Stream: git-wasmtime

Topic: wasmtime / PR #10260 x64: rework new assembler rule prior...


view this post on Zulip Wasmtime GitHub notifications bot (Feb 20 2025 at 19:06):

abrown requested cfallin for a review on PR #10260.

view this post on Zulip Wasmtime GitHub notifications bot (Feb 20 2025 at 19:06):

abrown requested wasmtime-compiler-reviewers for a review on PR #10260.

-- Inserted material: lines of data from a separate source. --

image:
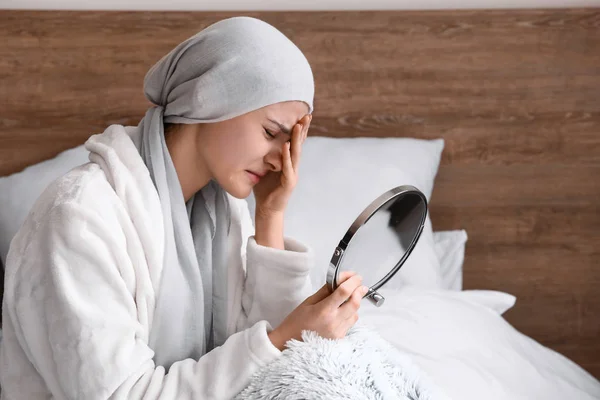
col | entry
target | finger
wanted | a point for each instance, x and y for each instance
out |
(319, 295)
(350, 307)
(344, 291)
(345, 275)
(349, 323)
(296, 145)
(288, 167)
(325, 290)
(307, 125)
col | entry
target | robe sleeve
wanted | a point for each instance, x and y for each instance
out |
(276, 280)
(72, 332)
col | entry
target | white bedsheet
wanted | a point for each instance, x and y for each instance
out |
(467, 348)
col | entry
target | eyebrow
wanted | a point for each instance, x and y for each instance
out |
(282, 127)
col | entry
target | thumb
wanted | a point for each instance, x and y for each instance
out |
(321, 294)
(325, 291)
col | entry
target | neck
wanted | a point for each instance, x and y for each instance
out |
(192, 173)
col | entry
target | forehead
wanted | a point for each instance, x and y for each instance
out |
(287, 112)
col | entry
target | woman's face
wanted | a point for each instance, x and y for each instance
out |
(232, 150)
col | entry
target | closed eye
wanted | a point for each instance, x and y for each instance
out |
(269, 134)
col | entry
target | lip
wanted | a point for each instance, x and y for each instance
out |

view this post on Zulip Wasmtime GitHub notifications bot (Feb 20 2025 at 19:06):

abrown opened PR #10260 from abrown:assembler-priorities to bytecodealliance:main:

See commit messages for details.

view this post on Zulip Wasmtime GitHub notifications bot (Feb 20 2025 at 19:19):

cfallin submitted PR review:

Thanks! Some thoughts on ordering below but otherwise LGTM.

view this post on Zulip Wasmtime GitHub notifications bot (Feb 20 2025 at 19:19):

cfallin created PR review comment:

It may be a personal preference, but I find the rule-sets easier to read / double-check when they are sorted descending by priority, rather than organized by some other column (type, here). Would you mind regrouping that way so we can see the overall prioritization?

view this post on Zulip Wasmtime GitHub notifications bot (Feb 20 2025 at 19:35):

abrown submitted PR review.

view this post on Zulip Wasmtime GitHub notifications bot (Feb 20 2025 at 19:35):

abrown created PR review comment:

I agree that we should do descending priority (3 ... 2 ... 1) but this type-based reorganization is @alexcrichton's doing. @alexcrichton, thoughts?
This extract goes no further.